Protalix Biotherapeutics Inc., of Carmiel, Israel, said stockholders approved an amendment to the company's certificate of incorporation, as amended, to effect a reverse stock split at a ratio of 1-for-10 and to reduce the total number of authorized shares of the common stock from 350 million shares to 120 million shares. The split will become effective Dec. 19.
Regeneron Pharmaceuticals Inc., of Tarrytown, N.Y., and Paris-based Sanofi SA disclosed their intent to simplify their antibody collaboration for Kevzara (sarilumab) and Praluent (alirocumab) by restructuring into a royalty-based agreement. Under the proposed restructuring, Sanofi is expected to gain sole global rights to Kevzara and sole ex-U.S. rights to Praluent. Regeneron is expected to gain sole U.S. rights to Praluent. Under the proposed terms, each party will be solely responsible for funding development and commercialization expenses in their respective territories. The changes are expected to increase efficiency and streamline operations for the products, the companies said. The arrangement is expected to be finalized in the first quarter of next year.
Solasia Pharma K.K., of Tokyo, signed an exclusive license agreement with Maruho Co. Ltd., of Osaka, Japan, for commercialization of Solasia’s product, SP-04, a therapeutic agent for chemotherapy-induced peripheral neuropathy, currently undergoing phase III trials in Japan. The drug’s active ingredient is calmangafodipir. Under the agreement, Maruho will commercialize the product exclusively in Japan after Solasia completes development. Based on the license agreement, Solasia will supply the product exclusively to Maruho, and Maruho will pay Solasia an up-front payment of ¥1 billion (US$9.1 million) and milestone payments based on progress in development and marketing up to a total of ¥18 billion.
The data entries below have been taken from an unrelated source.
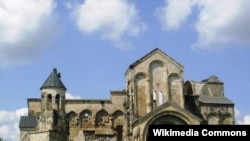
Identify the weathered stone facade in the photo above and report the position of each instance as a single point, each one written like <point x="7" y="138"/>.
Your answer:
<point x="155" y="94"/>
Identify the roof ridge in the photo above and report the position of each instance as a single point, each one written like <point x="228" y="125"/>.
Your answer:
<point x="54" y="80"/>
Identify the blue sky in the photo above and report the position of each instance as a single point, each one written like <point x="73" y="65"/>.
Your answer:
<point x="92" y="43"/>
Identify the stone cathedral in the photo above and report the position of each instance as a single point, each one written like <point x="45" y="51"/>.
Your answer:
<point x="155" y="93"/>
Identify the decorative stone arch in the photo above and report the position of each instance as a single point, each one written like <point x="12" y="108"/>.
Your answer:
<point x="188" y="89"/>
<point x="175" y="88"/>
<point x="213" y="118"/>
<point x="85" y="114"/>
<point x="164" y="118"/>
<point x="156" y="73"/>
<point x="57" y="101"/>
<point x="49" y="101"/>
<point x="73" y="119"/>
<point x="118" y="118"/>
<point x="86" y="119"/>
<point x="228" y="119"/>
<point x="157" y="87"/>
<point x="102" y="119"/>
<point x="140" y="97"/>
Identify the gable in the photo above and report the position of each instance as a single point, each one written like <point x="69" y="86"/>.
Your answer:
<point x="153" y="53"/>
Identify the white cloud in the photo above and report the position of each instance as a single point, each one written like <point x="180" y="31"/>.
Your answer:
<point x="112" y="19"/>
<point x="9" y="121"/>
<point x="218" y="23"/>
<point x="70" y="96"/>
<point x="24" y="26"/>
<point x="242" y="119"/>
<point x="246" y="120"/>
<point x="170" y="16"/>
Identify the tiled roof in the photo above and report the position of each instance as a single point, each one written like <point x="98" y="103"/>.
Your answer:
<point x="54" y="80"/>
<point x="214" y="99"/>
<point x="27" y="122"/>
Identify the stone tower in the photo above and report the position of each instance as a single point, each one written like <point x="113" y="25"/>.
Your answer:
<point x="52" y="118"/>
<point x="46" y="120"/>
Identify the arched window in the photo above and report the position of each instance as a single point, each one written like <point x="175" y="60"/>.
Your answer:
<point x="102" y="119"/>
<point x="49" y="103"/>
<point x="58" y="101"/>
<point x="85" y="114"/>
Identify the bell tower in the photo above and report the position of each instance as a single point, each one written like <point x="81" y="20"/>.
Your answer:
<point x="52" y="118"/>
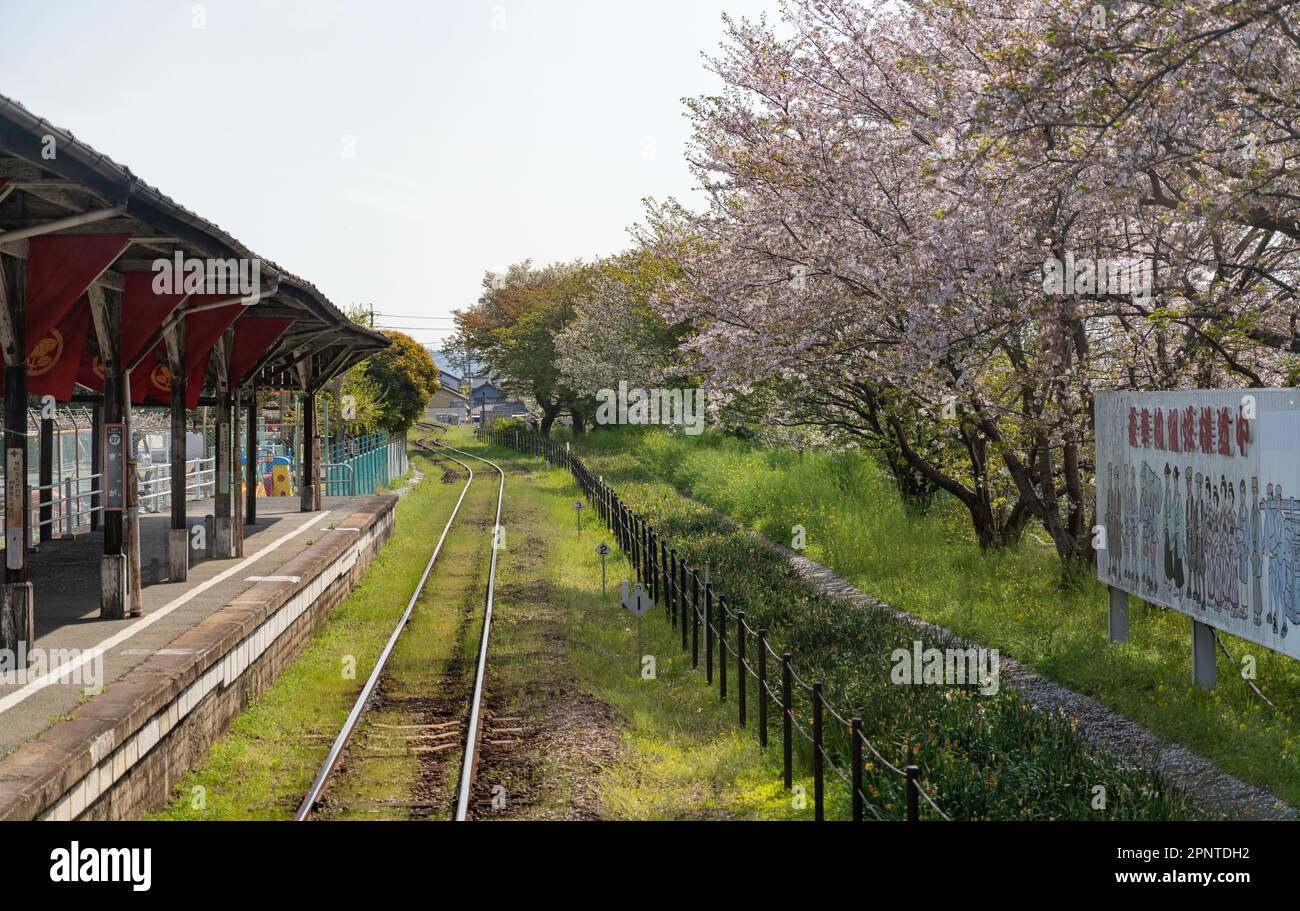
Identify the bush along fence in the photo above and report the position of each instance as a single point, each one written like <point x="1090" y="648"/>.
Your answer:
<point x="364" y="464"/>
<point x="727" y="643"/>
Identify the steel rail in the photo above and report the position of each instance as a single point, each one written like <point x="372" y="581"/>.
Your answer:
<point x="467" y="767"/>
<point x="359" y="706"/>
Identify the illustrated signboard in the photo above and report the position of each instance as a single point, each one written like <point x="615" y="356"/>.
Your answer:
<point x="1199" y="502"/>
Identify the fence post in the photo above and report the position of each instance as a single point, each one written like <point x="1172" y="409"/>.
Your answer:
<point x="681" y="601"/>
<point x="740" y="666"/>
<point x="913" y="807"/>
<point x="722" y="649"/>
<point x="818" y="771"/>
<point x="671" y="595"/>
<point x="787" y="721"/>
<point x="666" y="577"/>
<point x="856" y="736"/>
<point x="762" y="686"/>
<point x="694" y="617"/>
<point x="709" y="633"/>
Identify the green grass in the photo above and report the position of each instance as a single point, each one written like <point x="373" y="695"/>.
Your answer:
<point x="265" y="763"/>
<point x="982" y="757"/>
<point x="932" y="568"/>
<point x="683" y="755"/>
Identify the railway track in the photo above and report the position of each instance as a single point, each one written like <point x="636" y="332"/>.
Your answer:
<point x="473" y="714"/>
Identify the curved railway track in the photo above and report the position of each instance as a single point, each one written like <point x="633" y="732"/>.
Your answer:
<point x="473" y="727"/>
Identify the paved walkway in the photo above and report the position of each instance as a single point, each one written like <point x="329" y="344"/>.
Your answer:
<point x="65" y="577"/>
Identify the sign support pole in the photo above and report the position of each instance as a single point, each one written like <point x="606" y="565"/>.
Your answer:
<point x="1118" y="614"/>
<point x="1203" y="655"/>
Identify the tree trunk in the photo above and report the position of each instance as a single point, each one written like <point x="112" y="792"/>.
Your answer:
<point x="549" y="415"/>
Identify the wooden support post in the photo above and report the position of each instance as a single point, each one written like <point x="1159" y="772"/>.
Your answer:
<point x="105" y="312"/>
<point x="235" y="478"/>
<point x="251" y="465"/>
<point x="222" y="517"/>
<point x="17" y="604"/>
<point x="96" y="464"/>
<point x="178" y="533"/>
<point x="134" y="606"/>
<point x="308" y="477"/>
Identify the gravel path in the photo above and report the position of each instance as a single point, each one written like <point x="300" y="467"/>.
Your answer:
<point x="1105" y="729"/>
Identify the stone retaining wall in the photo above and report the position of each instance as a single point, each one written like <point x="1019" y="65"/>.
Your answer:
<point x="128" y="747"/>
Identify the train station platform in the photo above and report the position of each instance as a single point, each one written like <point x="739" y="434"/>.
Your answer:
<point x="112" y="712"/>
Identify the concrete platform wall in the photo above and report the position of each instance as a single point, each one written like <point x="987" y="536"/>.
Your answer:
<point x="126" y="749"/>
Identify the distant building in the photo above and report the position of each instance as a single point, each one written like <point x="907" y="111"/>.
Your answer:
<point x="482" y="390"/>
<point x="449" y="404"/>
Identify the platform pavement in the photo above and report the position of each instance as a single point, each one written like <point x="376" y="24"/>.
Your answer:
<point x="65" y="578"/>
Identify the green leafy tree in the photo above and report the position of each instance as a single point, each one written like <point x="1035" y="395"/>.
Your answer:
<point x="397" y="382"/>
<point x="514" y="328"/>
Syndax Pharmaceuticals Inc., of Waltham, Mass., disclosed the publication of a preclinical report demonstrating that selective inhibition of the Menin-MLL interaction provides consistent antiproliferative and antileukemic activity across multiple mixed lineage leukemia rearranged (MLLr) samples. The article, "A Menin-MLL inhibitor induces specific chromatin changes and eradicates disease in models of MLL-rearranged leukemia," was published in the Dec. 9, 2019, issue of Cancer Cell. The company’s SNDX-5613 is a selective, small-molecule inhibitor of the Menin-MLL binding interaction that is being developed for the treatment of MLLr acute leukemias, including acute lymphoblastic leukemia and acute myeloid leukemia.
Tetra Bio-Pharma Inc., of Ottawa, Ontario, said it will be requesting a meeting with the FDA to discuss the drug development program for its orphan drug candidate, HCC-011, inhaled delta-9-tetrahydrocannabinol, in the treatment of hepatocellular carcinoma. The company intends to file an NDA for the drug via the 505(b)(2) pathway. Tetra’s phase II study will target patients with disease progression on sorafenib (Nexavar, Bayer AG), who have measurable disease and Child-Pugh Class A liver impairment.
Vaccinex Inc., of Rochester, N.Y., was granted an award, in the form of an investment of up to approximately $3 million, from the Alzheimer’s Drug Discovery Foundation to evaluate its lead drug candidate, pepinemab (VX-15/2503), in Alzheimer’s disease. This is the second award from a major Alzheimer’s research foundation to be made public recently. Last month, Vaccinex disclosed a $750,000 grant from the Alzheimer’s Association for the same program. A new 60-patient, randomized, placebo-controlled phase I study is expected to enroll the first patient in the second quarter of 2020.